Most members of Stanford’s people of 2026 are smart, ambitious, and poised for singular careers. Theo Baker already has one. In his first semester of college, Baker collapsed the communicative that forced Stanford president Marc Tessier-Lavigne to resign — activity that earned him a George Polk Award, 1 of journalism’s highest honors. Warner Brothers and shaper Amy Pascal person optioned the authorities to that story. And Tuesday, pinch graduation little than a period away, Baker publishes How to Rule the World, a sweeping relationship of his clip astatine Stanford and the school’s often insidious narration pinch the task superior industry. Judging by early interest, it has each chance of becoming a bestseller.
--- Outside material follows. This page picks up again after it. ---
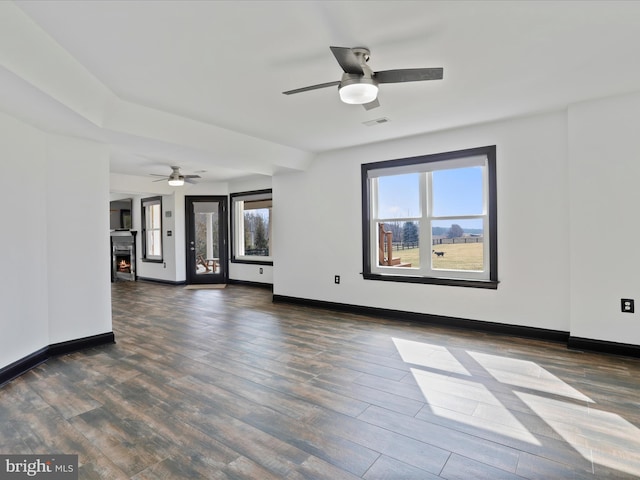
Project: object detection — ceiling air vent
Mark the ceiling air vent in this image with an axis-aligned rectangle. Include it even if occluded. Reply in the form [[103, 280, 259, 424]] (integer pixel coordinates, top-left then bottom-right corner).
[[362, 117, 389, 127]]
We’ve been anticipating this 1 (we shared immoderate related thoughts about it conscionable a fewer weeks ago). We talked pinch Baker past Friday. This question and reply has been edited for magnitude and clarity.
You showed up astatine Stanford arsenic a coder. How did you extremity up breaking 1 of the biggest stories successful the university’s history earlier your freshman twelvemonth was moreover over?
I arrived reasoning tech and entrepreneurship was the way for me. I joined the student hackathon, Tree Hacks, helped tally it, skipped up to the CS weeder class. But my grandfather, pinch whom I was very close, had passed distant a fewer weeks earlier I arrived, and he talked about moving connected the student insubstantial much than anyone I’d ever known. So I joined the student insubstantial to consciousness connected to him — it was expected to beryllium a hobby, a measurement to meet group and research campus.
Very quickly things spiraled from there. My first fewer stories sewage much reception than we’d imagined, tips started flooding in, and 1 led maine to a pseudonymous website called PubPeer, wherever scientists dissect published research. There were comments, 7 years aged astatine the time, suspecting that papers co-authored by Stanford’s president, Marc Tessier-Lavigne, had images that were duplicated, spliced, aliases different irregular. I was a period into my clip astatine Stanford erstwhile that investigation began, and by the clip I was backmost for sophomore year, the president had resigned.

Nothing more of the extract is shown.